>> Tuesday, December 4, 2012
There are only so many negative statements one can hear before they give in. Before he or she says: OK, you win.
That breaking point is different for every person. For some, they claim they never entertain the idea of throwing in the towel. For others they avoid the situation altogether so they never hit a giving up point, they simply never engage. And then, there are those that fight and fight and finally say, after a very long and particularly bad set of circumstances, I give up. How many times can one hear: ' this may be as good as it gets', or 'it may be case of bad brain and you need to get used to it', and my favorite to date is 'what more do you think we should do?'
What more? Everything. Everything you haven't tried, everything that might not make sense but you should try.
Bug has been having more seizures lately.
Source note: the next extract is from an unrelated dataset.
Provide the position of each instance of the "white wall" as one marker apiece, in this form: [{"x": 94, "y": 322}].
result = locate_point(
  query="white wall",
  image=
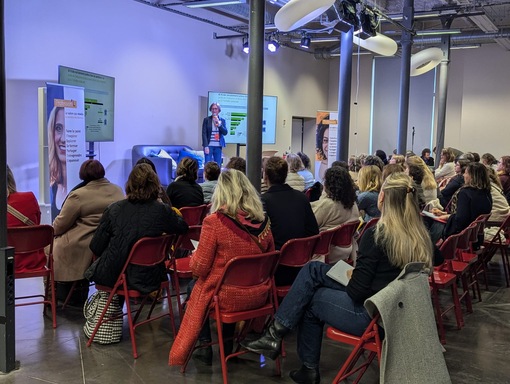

The one I just saw, has him almost vegetative. Apparently, I am the only one that wants to so something about this immediately.
3 ER trips in 5 weeks and we still don't get stepped up in the queue. Still Primary Children's Neurology says we have to wait 5 months. What good is that to Bug? That's over 400 seizures. So I did what I never do....I settled for a Nurse Practitioner. The reason I don't usually sign up for an appointment with the NP is simple: to get anything approved you still have to wait for the Doctor. And with Bugs diagnosis...I will have to explain it, yet again, and fight the fight and then settle on waiting because the NP has no clue what to do. Seriously? And this is not socialized medicine yet. How much worse can it be? Their waiting to test Bug may be the reason he is lost to us, probably forever.
Because I have heard twice: it may be too late.
So, I sit here deciding where to go and how to digest this. Meantime, I feel like I am watching him die. Merry Christmas.